My statement about Unicode text specifically excludes anything that isn't valid according to the Unicode standard.
Which makes it even worse since the set of valid characters change with each release of the Unicode standard...
AIUI the Unicode Consortium has declared that they will never define any characters beyond 0x10FFFF, as that would destroy UTF-16 as a valid encoding. And you're right that "valid according to the Unicode standard" is a bit too restrictive, but certainly "valid within the declaration of character range" should be safe.
What type would "Foo" have? How would you specify a UTF-8 encoded literal?
Now, these are questions that can't truly be answered with the current system. I would like the former to be string(7bit),
Then you are contradicting yourself, since you claimed that Unicode text would _always_ be referred to as string(21bit), and "Foo" is definitely Unicode text (both 'F' and 'o' have been part of the Unicode standard since the first version).

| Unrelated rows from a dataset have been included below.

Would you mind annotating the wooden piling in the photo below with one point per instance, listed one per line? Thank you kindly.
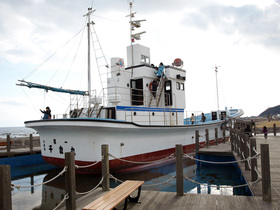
(70, 181)
(265, 164)
(253, 148)
(216, 136)
(5, 187)
(246, 151)
(179, 170)
(207, 137)
(224, 134)
(8, 143)
(196, 141)
(105, 167)
(31, 142)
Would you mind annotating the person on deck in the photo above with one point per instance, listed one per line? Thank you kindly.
(47, 113)
(203, 118)
(160, 71)
(248, 130)
(153, 87)
(264, 131)
(192, 118)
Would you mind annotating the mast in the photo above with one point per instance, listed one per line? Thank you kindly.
(216, 71)
(133, 24)
(90, 11)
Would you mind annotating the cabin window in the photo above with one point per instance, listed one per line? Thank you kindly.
(182, 86)
(137, 92)
(178, 85)
(110, 113)
(168, 93)
(145, 59)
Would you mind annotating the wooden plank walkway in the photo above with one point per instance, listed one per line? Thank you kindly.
(19, 152)
(169, 200)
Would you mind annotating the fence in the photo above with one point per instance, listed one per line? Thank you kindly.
(70, 167)
(22, 142)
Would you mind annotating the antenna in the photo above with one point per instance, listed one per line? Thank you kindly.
(137, 36)
(216, 72)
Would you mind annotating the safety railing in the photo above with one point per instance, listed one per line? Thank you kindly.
(70, 168)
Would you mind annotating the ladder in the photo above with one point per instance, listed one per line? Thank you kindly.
(101, 61)
(159, 91)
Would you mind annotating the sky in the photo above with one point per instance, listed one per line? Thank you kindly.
(240, 37)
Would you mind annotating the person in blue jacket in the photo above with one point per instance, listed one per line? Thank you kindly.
(160, 71)
(47, 113)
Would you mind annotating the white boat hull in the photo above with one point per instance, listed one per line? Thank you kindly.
(126, 140)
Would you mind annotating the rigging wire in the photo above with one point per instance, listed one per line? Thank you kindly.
(29, 100)
(60, 66)
(74, 58)
(37, 68)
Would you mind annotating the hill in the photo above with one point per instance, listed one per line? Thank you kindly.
(270, 111)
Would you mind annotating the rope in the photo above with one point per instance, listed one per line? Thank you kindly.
(229, 162)
(150, 185)
(64, 199)
(36, 185)
(170, 156)
(236, 186)
(86, 166)
(84, 193)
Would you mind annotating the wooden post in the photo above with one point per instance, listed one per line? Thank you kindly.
(216, 136)
(254, 175)
(31, 142)
(235, 140)
(105, 167)
(70, 180)
(238, 143)
(242, 146)
(265, 164)
(196, 141)
(5, 187)
(246, 151)
(224, 134)
(179, 170)
(207, 137)
(8, 143)
(231, 139)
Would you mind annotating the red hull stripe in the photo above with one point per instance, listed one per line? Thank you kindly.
(121, 166)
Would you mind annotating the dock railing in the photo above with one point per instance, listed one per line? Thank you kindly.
(70, 190)
(244, 145)
(11, 144)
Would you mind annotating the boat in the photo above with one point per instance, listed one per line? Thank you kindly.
(137, 124)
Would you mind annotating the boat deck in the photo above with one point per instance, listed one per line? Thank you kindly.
(169, 200)
(19, 152)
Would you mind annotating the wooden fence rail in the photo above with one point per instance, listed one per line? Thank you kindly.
(245, 146)
(239, 144)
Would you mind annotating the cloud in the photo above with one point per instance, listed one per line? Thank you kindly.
(249, 22)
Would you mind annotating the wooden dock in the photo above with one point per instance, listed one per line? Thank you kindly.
(169, 200)
(19, 152)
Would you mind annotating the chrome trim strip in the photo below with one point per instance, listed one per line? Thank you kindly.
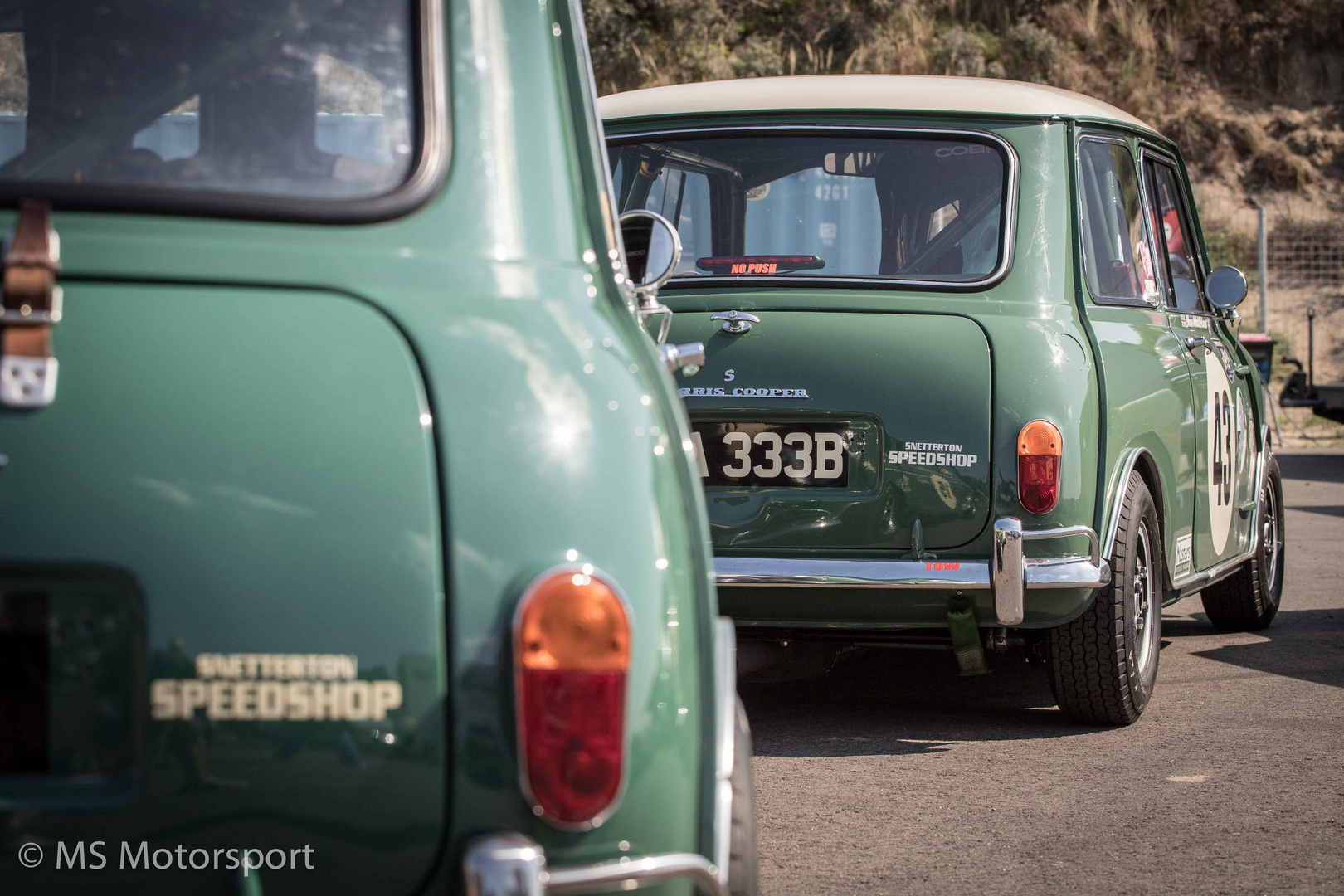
(726, 728)
(601, 878)
(1089, 571)
(808, 572)
(515, 865)
(1220, 570)
(1114, 494)
(1008, 236)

string(7bit) would be implicitly upcastable to string(21bit), since ASCII text can be represented validly as either bytes (with the top bit clear) or as Unicode codepoint sequences.
and the latter would be either string(7bit) or string(8bit) depending on whether there are non-ASCII characters in it.
But how would the compiler know that the characters are UTF-8 encoded, so that it does not assign a type of string(21bit) instead?
Right, and that's something that can't be done in the current standard. Hence this entire proposal has to wait until some major changes can be done.
In Python, it's done with a prefix - u"asdf" is a Unicode string, and b"asdf" is a byte string. It would need to be something similarly syntactic, once the two become actually different types. For today's Pikes, though, that's not possible, so the safest way is to simply keep track of it in the programmer's mind, without language support.
ChrisA